Under May 13 we read: "we found (in the space) Bottonist Harbour." Eight lines lower, though in distinctly altered form, we read: "saw at Botany Harbour."

How different all this from the unaltered, unspaced account by the Captain's copy, given by himself to Sir Hugh Palliser, in which it only says: "The great Quantity of these sort of fish found here occasion'd my giving it the name of Stingray Harbour"!

So it is hardly correct to say, "It is, however, called Botany Bay from the first in the Journals," any more than "No autograph Journal is, so far as is known, in existence."
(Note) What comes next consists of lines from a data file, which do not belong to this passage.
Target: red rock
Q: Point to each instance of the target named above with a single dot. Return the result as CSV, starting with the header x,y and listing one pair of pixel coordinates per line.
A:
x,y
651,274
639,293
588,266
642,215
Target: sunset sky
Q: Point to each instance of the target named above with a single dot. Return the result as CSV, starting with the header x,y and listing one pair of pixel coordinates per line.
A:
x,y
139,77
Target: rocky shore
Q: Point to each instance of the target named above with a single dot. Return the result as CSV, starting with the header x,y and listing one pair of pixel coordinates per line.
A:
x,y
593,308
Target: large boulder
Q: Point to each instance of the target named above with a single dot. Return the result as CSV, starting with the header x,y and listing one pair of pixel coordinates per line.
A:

The fact of this "Corner's Log" becoming another ground for the publication of one, or many more, "Cook's Endeavour," can arise only from the supposition of its likeness to the so-called "Queen's Log" and "Admiralty Log." But these, admitted to be copies, cannot compare with the one personally sent by Cook, with his signature, to Palliser, or that sent to the British Museum as Cook's by his companion on the voyage, Sir Joseph Banks; or, far more, that in Cook's own hand and signature, as seen in his own official letters.

Yet this Harbour was placed on a French map, dating from the reign of our Henry VIII, as Baie des Herbages.

Geographers have not been the most reticent upon the singularity and apparent after-thought of the name Botany Bay. It was hardly to be expected that Cook, though a skilled draftsman and interested in charts, would trouble himself about old Mappemondes, dealing with localities that were scarcely likely to come in his way, or, at any rate, until his appointment to observe the Transit of Venus in the Northern Pacific; yet he was not ignorant of what French navigators had done. In the British Museum one may see his translation of a French Voyage from Havre up the St. Lawrence. This copy is dated 1755. He may, therefore, be credited with the knowledge of French Mappemondes before the Fronde Civil Wars; in which charts, parts, at least, of Australia were delineated, and of dates anterior to Dutch movements.

The Gazette Nationale of February 11, 1807, discusses the question as to the possibility of Cook making acquaintance of a celebrated map in London, before the Endeavour sailed in August, 1768.

That wonderful and precious Dauphin Mappemonde, which I have seen at the Museum, dating from 1542, might not have been known to non-scientific Englishmen, but found a home at last in our Museum. Was Dr. Solander, Cook's botanical fellow-voyager, curator at the Museum when it arrived there? Were he or his friend Banks aware of its existence, or only learnt of it after their return? On that Map the whole eastern coast of New Holland, afterwards known as New South Wales, is laid down distinctly.

In that case, there was no marvel in Cook's striking from New Zealand, in a direct line to the southern extremity of that coast, at Cape Howe, and following the shore northward, instead of seeking a connection with the Dutch Nuyt's discovery to the south-west. He would be going over the old waters traversed by the ships from Spain and Portugal.